Home > other >  Help: python batch CSV file to XLSX file, open is garbled
Help: python batch CSV file to XLSX file, open is garbled

Time:11-14

Run the following code, open the excel is garbled, want to ask next how to solve the great god, CSV, there are Chinese characters, should be the problem of transcoding, looking for a long time also didn't find how to solve, thank you,
Without # coding GBK=error:
Unicode (error) 'utf-8' codec can 't decode byte 0 xc0 position in 17: invalid start byte
Can add after transformation, but is open is gibberish, refer to the great god, thank you!

GBK # coding=
# - * - coding: utf-8 - * -
# import pandas
The import pandas as pd
The import OS

# to establish a single file excel into CSV function, the file is excel file name, to_file is a CSV file, sep='; 'with the CSV file with a semicolon; Error_bad_lines=False ignore the error row data
Def csv_to_xlsx (file, to_file) :

Data_csv=pd. Read_csv (file, encoding='latin1', error_bad_lines=False, sep='; # ') reads the semicolon as the CSV file sep role at the separator to the specified separator, the default in the Windows system is a comma separator with
Data_csv. To_excel (to_file, sheet_name='data')

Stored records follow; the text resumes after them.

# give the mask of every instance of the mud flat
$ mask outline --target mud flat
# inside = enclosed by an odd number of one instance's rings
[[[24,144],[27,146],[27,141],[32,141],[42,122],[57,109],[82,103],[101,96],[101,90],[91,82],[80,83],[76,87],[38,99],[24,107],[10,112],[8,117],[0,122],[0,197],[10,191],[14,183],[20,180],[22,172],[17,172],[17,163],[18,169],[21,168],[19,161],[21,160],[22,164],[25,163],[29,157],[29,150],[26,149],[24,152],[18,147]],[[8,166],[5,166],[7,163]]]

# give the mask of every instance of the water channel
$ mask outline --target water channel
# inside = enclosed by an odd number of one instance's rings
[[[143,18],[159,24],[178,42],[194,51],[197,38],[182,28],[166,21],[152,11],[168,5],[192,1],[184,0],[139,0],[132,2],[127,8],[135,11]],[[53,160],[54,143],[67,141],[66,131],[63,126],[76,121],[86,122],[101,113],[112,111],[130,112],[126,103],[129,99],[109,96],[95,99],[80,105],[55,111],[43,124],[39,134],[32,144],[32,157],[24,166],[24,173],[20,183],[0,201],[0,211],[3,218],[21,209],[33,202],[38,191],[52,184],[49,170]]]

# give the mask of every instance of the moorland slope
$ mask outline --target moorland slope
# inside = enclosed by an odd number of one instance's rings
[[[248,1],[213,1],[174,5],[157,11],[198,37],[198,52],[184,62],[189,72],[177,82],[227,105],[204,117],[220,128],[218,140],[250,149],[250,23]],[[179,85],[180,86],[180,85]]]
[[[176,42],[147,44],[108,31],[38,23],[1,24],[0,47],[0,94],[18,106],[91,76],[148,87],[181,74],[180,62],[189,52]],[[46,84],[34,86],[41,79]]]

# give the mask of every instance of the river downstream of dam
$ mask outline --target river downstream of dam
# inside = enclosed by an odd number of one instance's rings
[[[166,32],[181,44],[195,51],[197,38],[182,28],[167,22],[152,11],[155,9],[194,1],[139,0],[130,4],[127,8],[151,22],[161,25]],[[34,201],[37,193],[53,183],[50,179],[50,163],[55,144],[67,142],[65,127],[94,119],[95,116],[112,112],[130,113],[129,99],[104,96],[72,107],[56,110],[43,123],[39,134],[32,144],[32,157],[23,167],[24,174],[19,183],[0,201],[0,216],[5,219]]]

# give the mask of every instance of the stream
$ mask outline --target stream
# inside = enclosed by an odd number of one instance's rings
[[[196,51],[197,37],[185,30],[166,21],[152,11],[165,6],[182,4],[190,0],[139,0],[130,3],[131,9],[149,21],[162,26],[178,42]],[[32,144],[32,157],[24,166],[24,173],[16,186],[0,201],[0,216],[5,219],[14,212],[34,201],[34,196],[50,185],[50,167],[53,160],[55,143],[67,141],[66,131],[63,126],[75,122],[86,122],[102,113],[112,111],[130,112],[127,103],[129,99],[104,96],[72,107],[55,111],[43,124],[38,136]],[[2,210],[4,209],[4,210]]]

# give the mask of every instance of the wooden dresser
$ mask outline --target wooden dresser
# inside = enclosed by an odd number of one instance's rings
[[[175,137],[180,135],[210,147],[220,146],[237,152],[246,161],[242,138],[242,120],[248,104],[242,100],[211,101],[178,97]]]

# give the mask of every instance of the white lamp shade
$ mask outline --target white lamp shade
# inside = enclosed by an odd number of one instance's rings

# read all files in a directory:
Def read_path (path) :
Dirs=OS. Listdir (path)
Return dirs


# main function
Def the main () :
# source file path
Source=r 'C: \ Users \ Desktop \ CSV to excel'

# the target file path
Ob=r 'C: \ Users \ Desktop \ CSV to excel'


# to the inside of the source file path list file into file_list
File_list=[source + I + '\ \' for I in read_path (source)]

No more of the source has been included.